08 April 2008

Infotainment Versus Kesantunan Publik

Oleh: Teguh Imawan, Kajian Media & Literasi Televisi (KameliaTV)

Salah satu tambang emas tayangan layar televisi adalah acara infotainment. Meski tayangan seputar dunia artis dan selebritis ini telah mendapat kritik, kecaman, bahkan diharamkan oleh organisasi keagamaan terbesar di Indonesia, toh infotainment melenggang dengan sempurna menjumpai penontonnya baik di pagi, siang, dan petang hari.

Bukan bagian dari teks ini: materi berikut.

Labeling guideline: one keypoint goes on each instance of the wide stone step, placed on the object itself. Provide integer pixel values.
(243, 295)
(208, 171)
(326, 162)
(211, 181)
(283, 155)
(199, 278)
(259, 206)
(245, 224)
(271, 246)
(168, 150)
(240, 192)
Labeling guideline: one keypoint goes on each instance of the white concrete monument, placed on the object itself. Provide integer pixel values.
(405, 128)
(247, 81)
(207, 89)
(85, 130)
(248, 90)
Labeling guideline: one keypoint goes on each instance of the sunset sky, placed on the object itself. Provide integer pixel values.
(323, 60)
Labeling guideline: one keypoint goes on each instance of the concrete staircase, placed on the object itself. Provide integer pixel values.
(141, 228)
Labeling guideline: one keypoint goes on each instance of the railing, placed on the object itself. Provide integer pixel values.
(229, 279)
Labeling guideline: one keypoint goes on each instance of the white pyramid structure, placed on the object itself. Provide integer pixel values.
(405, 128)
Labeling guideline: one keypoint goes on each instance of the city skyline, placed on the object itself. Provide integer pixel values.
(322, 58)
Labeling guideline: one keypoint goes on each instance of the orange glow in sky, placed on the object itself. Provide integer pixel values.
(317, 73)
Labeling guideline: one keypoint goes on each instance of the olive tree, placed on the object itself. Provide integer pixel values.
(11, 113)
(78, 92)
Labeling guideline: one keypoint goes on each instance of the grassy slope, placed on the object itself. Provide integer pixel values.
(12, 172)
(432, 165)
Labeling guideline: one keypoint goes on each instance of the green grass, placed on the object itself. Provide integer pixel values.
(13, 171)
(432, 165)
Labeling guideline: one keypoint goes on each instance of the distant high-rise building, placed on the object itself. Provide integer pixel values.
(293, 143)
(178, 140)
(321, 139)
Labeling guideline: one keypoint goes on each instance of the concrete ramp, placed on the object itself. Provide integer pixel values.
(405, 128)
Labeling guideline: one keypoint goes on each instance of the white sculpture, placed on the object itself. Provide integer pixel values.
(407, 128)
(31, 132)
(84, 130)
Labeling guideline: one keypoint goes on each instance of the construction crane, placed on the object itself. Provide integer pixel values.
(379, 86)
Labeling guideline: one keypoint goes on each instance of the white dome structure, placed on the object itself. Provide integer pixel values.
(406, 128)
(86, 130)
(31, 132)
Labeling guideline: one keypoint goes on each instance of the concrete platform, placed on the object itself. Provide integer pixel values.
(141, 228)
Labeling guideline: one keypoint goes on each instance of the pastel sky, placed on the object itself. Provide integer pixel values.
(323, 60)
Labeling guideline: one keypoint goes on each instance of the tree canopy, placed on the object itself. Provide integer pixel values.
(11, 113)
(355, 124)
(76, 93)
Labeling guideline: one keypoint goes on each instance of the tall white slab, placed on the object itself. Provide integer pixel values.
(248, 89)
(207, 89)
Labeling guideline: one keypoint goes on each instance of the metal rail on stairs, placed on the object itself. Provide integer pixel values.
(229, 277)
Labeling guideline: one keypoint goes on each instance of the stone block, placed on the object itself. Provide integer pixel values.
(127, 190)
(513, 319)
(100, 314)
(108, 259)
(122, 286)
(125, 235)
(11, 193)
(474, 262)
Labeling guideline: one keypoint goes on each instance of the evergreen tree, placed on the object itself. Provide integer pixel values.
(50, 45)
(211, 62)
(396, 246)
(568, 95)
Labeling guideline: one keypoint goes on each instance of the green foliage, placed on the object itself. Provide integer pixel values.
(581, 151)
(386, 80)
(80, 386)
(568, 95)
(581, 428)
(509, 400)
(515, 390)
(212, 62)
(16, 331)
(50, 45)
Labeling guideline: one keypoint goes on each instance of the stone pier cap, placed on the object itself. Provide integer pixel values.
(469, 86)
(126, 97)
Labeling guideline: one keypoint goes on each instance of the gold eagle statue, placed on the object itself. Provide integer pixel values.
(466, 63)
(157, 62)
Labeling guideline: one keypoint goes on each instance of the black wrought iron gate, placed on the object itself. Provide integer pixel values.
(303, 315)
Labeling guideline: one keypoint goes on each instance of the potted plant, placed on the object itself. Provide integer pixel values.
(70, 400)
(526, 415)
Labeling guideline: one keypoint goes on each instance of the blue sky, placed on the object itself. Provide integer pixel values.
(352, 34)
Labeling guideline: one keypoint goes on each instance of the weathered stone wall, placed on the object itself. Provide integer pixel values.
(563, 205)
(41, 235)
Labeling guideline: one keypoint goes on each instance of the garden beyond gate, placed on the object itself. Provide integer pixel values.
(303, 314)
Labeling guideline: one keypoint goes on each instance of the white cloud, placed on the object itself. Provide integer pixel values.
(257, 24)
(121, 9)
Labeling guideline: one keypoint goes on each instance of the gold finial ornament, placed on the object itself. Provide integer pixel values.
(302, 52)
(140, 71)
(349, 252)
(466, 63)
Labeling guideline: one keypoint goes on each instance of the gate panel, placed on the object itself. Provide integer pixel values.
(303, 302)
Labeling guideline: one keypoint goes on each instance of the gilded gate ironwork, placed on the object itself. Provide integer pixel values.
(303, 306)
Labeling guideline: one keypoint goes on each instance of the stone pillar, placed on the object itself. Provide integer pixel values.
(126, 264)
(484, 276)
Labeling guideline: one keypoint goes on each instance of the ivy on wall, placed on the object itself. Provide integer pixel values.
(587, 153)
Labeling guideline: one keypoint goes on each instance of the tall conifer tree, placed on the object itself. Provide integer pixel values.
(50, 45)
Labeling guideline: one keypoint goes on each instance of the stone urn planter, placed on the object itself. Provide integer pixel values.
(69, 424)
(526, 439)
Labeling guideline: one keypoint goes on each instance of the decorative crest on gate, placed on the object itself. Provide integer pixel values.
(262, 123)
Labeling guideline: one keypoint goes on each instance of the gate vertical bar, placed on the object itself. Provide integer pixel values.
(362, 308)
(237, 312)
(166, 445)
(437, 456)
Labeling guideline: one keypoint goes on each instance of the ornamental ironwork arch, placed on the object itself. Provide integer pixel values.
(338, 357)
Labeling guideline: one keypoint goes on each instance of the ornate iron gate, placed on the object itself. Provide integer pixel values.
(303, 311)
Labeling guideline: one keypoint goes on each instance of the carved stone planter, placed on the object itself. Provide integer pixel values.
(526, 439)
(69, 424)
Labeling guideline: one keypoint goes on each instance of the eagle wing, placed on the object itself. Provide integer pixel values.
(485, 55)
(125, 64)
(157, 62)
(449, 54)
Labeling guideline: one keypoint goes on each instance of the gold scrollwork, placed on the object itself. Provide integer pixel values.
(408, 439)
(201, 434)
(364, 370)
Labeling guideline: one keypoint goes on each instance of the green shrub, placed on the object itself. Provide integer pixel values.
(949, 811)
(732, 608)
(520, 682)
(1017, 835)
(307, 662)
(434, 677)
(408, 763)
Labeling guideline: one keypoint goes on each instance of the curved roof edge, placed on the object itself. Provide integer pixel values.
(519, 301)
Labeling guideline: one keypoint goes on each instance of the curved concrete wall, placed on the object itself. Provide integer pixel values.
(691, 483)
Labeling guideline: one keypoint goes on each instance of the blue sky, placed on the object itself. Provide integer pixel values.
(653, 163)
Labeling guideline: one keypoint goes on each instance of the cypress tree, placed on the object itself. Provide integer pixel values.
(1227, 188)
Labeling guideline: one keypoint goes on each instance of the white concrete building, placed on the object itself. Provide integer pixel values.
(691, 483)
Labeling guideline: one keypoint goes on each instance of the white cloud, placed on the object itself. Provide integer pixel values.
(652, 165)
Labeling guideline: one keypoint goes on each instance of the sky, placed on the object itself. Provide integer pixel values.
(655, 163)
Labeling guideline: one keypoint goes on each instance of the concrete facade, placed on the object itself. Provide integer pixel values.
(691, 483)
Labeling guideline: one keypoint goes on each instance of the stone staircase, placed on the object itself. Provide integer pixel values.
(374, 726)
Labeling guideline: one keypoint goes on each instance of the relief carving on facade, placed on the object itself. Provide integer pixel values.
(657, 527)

Memang semula, reaksi pro dan kontra menyikapi pandangan komunitas keagamaan terbesar Indonesia ini berujung senyuman, manakala kalangan pebisnis infotainment menyambut baik semangat memerangi isi infotainment yang mengarah ke fitnah. Bahkan, gagasan dasar menjauhi fitnah diamini dan diyakini kebagusannya oleh siapa pun yang bergerak di bidang jurnalisme infotainment.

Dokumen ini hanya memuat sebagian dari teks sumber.